Tim Russert’s disastrous dance with Libby attorney Theodore Wells last week left him gun-shy enough to allow Howard Kurtz to frame the discussion. Kurtz began by expressing sympathy for Russert’s position on the witness stand, describing Russert as ‘cautious, hesitant, as anybody would be.’ There was no criticism of Russert’s failed memory, no suggestion of the responsibility of a journalist whose statements may end up sending a man to prison. Instead, Kurtz chastised those outside the beltway that have become deluded with the idea that the Washington press is in fact part of the political game:


"And I think that the people out there who don’t follow this all that closely think that we have become part of the club, too much the insiders.

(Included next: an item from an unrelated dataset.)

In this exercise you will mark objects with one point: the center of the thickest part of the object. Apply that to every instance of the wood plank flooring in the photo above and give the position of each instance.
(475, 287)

And that is a problem for journalism."
Listen closely to what Kurtz doesn’t say- he doesn’t say that becoming ‘part of the club’ is a problem for journalism. He says that the misconception on the part of those out of the loop that journalists have become part of the club is a problem for journalism. So apparently all they have to do is let us all know the truth, and the problem disappears. Precise work from the author of a book called Spin Cycle.
Later, the talking stick is passed to David Broder. Broder is deeply concerned with the fact that government officials have started using the poor unknowing saints of the press to carry out their dirty work. Again no self-reflection, no call for journalists to be responsible for their actions. Just another pained attempt to deflect attention from the spectacle of media self-immolation that has begun with this trial.
The coups-de-grace comes from PBS’s Gwen Ifill. Ifill describes the ‘collective nervous breakdown’ of the press over the Libby trial, and how concerned journalists are that they may one day be subjected to scrutiny in a court of law. She tells of journalists who are beginning to destroy their notes in order to prevent their exposure in future legal proceedings, as if this is an indicator of how oppressed the poor media has become by the evil judicial system in America. Ifill does not consider the near-lawlessness of her statements, as what she is describing amounts to the destruction of evidence for future cases, evidence that may determine whether or not someone rots in jail for a crime those notes may have exonerated them from. Her cavalier attitude toward the civic responsibility of journalists seems the height of audacity, until she concludes with this:

"And I don’t know what kind of implication that has for the business, what kind of implication that even has, not to make it too big a point, but for the history books."
The troubling absurdity of this dialog is tempered, fortunately, by what is starting to look like come-uppance on a grand scale. As a New York Times reporter said to me toward the end of Russert’s testimony last Thursday, “This is not good for journalists.”